[openib-general] Unreliable OpemSM failover

Sat Dec 9 04:12:39 PST 2006

On Fri, 2006-12-08 at 21:25, Venkatesh Babu wrote:
> Hal Rosenstock wrote:
> 
> >Was this the same scenario or something different ?
> >  
> >
> I had killed the previous OpenSM instance. So I lost that information.
> It is the same OpenSM failover issue and using the exact same setup and 
> scripts to reproduce. It another instance of the problem. 
> 
> >So your OUI is 0x005045 ? That appears to be registered to Rioworks. Is
> >that right ?
> >
> >  
> >
>   Yes, that is right. They are the OUI vendors for the IB HCAs.
> 
> >Does this correspond to when node 2 SM goes down, SM comes up, or
> >something else ? 
> >  
> >
>   I don't know the exact sequence when this message is displayed. All I 
> can say is that it was the last message printed by the OpenSM. I am not 
> rebooting the node 1 or  killing the OpenSM.  It is staying constant.
>   I have a script to reboot node 2 every couple of minutes.  It  will 
> stop rebooting  if it finds one of these conditions -
> 1.  SM1 on port1 is master but SM2 on port2 is not master
> 2. SM2 on port2 is master but SM1 on port1 is not master
> 3. Port1/2 is not ACTIVE
> 4. Port1/2's sm_lid/port lid is zero

Understood.

>   I am capturing this all the output at the end of the test when the 
> script was terminated.
> 
> >Not sure why OpenSM decides to exit (due to this error which should be
> >recoverable).
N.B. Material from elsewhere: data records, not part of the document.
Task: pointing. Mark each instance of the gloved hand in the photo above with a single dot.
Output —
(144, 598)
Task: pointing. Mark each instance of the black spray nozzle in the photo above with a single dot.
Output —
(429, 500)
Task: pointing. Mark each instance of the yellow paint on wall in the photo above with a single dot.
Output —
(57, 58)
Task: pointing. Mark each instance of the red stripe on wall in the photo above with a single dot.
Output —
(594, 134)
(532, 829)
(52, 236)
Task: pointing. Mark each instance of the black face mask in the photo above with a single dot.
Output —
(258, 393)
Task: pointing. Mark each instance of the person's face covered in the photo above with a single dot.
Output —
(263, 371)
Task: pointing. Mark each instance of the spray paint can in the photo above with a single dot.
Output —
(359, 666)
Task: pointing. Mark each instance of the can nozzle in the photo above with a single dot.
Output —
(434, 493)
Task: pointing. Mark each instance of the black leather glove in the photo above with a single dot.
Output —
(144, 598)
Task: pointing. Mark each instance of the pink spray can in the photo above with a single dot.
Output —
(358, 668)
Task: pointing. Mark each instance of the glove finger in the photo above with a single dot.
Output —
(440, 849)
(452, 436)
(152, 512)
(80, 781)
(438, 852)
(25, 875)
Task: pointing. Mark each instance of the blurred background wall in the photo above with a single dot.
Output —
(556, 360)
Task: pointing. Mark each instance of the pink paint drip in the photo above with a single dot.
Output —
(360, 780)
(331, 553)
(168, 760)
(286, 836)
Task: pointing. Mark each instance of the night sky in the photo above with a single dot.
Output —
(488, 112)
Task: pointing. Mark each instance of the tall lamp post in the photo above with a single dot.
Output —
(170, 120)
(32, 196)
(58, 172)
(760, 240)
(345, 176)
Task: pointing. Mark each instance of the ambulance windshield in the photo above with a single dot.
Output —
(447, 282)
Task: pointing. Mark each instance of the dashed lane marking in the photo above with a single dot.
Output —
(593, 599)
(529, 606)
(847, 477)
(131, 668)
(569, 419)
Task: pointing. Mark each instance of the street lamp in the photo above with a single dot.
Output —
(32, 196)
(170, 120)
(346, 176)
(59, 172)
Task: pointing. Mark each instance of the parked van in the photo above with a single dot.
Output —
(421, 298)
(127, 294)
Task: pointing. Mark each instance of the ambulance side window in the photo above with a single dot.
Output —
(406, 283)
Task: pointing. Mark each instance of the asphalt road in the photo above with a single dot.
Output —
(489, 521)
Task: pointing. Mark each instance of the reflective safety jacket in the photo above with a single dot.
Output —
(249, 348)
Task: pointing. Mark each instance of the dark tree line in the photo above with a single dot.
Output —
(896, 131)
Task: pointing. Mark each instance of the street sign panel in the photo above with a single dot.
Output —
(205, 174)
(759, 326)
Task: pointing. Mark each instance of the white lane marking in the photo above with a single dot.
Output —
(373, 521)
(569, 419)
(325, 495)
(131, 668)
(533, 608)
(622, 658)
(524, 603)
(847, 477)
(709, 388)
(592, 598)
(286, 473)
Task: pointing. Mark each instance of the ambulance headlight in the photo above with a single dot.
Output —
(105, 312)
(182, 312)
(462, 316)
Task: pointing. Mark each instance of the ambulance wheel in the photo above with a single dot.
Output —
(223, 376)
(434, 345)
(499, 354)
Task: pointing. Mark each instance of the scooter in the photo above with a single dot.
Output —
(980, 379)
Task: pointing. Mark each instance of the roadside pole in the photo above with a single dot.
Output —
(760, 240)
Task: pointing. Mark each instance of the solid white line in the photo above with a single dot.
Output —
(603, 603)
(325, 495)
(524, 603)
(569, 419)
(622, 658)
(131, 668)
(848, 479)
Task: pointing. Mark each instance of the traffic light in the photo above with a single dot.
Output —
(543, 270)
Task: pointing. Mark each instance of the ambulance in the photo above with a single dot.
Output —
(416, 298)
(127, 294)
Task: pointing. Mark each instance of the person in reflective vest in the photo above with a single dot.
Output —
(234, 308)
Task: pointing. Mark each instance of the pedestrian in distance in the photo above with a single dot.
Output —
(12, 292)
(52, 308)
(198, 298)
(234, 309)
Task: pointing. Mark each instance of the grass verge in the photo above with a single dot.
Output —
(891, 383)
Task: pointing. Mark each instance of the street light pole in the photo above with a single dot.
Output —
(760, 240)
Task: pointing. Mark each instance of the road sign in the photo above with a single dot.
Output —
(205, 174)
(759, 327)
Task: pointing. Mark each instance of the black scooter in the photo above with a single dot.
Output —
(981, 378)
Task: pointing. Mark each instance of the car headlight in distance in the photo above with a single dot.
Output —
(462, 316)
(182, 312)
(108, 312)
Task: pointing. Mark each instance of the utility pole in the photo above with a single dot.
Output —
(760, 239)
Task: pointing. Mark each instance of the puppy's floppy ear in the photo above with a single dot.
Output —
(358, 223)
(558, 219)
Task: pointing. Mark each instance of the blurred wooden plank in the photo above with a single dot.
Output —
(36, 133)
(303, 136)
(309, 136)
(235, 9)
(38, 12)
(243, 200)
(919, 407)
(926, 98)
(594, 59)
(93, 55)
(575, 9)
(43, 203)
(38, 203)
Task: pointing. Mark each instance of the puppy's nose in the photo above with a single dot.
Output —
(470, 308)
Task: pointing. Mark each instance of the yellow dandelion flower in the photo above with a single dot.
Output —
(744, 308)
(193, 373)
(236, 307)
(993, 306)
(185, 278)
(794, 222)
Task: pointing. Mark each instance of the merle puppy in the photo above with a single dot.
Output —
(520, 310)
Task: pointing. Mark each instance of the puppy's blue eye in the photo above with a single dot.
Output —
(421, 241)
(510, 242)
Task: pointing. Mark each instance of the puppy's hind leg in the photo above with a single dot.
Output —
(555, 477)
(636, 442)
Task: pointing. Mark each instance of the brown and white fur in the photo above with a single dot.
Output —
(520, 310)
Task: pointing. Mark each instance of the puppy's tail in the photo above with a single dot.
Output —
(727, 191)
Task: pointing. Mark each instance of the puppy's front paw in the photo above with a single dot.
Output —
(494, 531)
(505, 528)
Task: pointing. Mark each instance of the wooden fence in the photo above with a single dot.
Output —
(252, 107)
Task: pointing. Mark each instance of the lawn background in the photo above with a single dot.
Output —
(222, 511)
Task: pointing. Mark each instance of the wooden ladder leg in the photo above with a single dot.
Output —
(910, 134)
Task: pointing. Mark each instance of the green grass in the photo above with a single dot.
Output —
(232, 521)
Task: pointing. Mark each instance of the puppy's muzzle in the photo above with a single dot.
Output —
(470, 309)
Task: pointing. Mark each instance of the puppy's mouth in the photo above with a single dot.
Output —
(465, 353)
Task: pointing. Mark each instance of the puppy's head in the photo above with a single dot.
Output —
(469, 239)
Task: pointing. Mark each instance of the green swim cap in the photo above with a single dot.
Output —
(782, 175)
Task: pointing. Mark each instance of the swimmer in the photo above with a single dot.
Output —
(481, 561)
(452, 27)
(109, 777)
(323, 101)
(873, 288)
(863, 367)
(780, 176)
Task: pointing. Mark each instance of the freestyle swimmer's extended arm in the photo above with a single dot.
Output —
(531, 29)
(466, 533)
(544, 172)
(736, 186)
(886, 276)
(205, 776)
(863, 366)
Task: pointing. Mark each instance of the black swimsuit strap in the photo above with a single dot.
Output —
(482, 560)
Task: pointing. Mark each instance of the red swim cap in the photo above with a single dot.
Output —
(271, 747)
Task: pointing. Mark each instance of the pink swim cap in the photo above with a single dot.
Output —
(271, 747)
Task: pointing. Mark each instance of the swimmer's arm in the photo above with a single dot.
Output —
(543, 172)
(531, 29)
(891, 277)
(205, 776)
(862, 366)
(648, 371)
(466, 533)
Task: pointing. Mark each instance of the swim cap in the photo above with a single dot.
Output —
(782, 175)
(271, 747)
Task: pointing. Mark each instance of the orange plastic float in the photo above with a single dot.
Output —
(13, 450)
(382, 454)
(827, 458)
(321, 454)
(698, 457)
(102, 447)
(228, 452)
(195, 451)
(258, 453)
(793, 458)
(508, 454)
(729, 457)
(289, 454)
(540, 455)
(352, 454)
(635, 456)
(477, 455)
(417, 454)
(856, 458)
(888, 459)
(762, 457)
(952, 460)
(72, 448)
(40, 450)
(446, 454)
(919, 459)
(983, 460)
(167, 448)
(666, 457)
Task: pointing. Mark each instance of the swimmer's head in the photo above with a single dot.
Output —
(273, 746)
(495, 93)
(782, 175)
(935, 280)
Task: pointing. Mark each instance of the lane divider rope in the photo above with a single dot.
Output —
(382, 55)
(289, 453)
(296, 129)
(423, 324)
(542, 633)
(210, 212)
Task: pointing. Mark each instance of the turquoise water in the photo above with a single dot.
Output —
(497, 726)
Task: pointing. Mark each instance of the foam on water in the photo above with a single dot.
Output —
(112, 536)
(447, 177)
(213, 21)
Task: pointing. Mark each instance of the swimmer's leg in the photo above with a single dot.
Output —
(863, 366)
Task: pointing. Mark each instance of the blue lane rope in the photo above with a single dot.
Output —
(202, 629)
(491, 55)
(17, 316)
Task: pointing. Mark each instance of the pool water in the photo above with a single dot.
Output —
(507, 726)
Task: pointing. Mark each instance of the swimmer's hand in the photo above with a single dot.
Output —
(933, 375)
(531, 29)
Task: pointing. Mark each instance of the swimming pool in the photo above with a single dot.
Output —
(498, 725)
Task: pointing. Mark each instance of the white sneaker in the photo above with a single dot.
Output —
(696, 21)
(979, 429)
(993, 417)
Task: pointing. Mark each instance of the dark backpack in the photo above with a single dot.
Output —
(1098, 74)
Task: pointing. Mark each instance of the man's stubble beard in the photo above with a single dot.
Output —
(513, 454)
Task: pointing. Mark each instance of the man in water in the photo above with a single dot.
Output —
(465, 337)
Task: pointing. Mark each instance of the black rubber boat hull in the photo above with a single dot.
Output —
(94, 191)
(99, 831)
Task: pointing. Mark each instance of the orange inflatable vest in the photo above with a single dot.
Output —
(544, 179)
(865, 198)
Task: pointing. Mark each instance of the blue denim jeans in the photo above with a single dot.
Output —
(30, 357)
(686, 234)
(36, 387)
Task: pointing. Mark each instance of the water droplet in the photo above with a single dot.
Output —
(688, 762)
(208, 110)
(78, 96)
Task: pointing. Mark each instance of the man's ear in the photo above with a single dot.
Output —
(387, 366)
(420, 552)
It then fails to exit (hangs) as the other threads are not
> >terminated. 
> >
> >Is osm_exit_flag set ? I presume it is but would like verification.
> >What are the thread_state values of the various threads ?
> >  
> >
>   Unfortunately someone powerd off Node1, while I was debugging. So I 
> can not findout this.
> 
>   On Node2 :
> (gdb) p osm_exit_flag
> $1 = 0

I was interested in the one on Node1 when it appeared to be trying to
exit (which it shouldn't be but is) and the other threads don't seem to
terminate.

>   How do I findout the thread_state value ?

It's a variable in the SM structure (in the SM thread).

> >>Node 2:
> >>======
> >>    
> >>
> >
> >Is this when node 2 comes back up and SM is restarted on both ports or
> >is it after the SM is stopped on port 2 ?
> >
> >  
> >
>    As I said earlier, this is the snapshot when the script is stopped 
> rebooting as I described above.
> 
> >>                port:   2
> >>                        state:                  PORT_INIT (2)
> >>                        max_mtu:                2048 (4)
> >>                        active_mtu:             2048 (4)
> >>                        sm_lid:                 4
> >>    
> >>
> >
> >This port still points at the SM on node 1, right ?
> >  
> >
>    Yes that is right.
> 
> >  
> >
> >>                        port_lid:               2
> >>                        port_lmc:               0x00
> >>
> >>
> >>0x0000000000010083, expected comp mask = 0x00000000000130c7, MGID: 
> >>0xffffffffffff0000 : 0x0000000000000000 from port 0x0050450148ba0002
> >>Dec 07 11:29:03 817752 [0000] -> Exiting SM
> >>    
> >>
> >
> >You stopped this SM, right ?
> >  
> >
>   No I didn't stop the SM.
> 
> >>[root at localhost ~]#
> >>[root at localhost ~]# gdb /var/log/opensm2.log 6867
> >>    
> >>
> >
> >Why gdb this node's SM ? I'm not following you.
> >
> >Should point at executable not log.
> >  
> >
>   You are right. It is a cut and paste error.

One more thing:

When you upgraded to OFED 1.2, did you build and install the management
libraries (libibcommon, libibumad are important here and libibmad for
diags) ?

-- Hal

> 
>    VBabu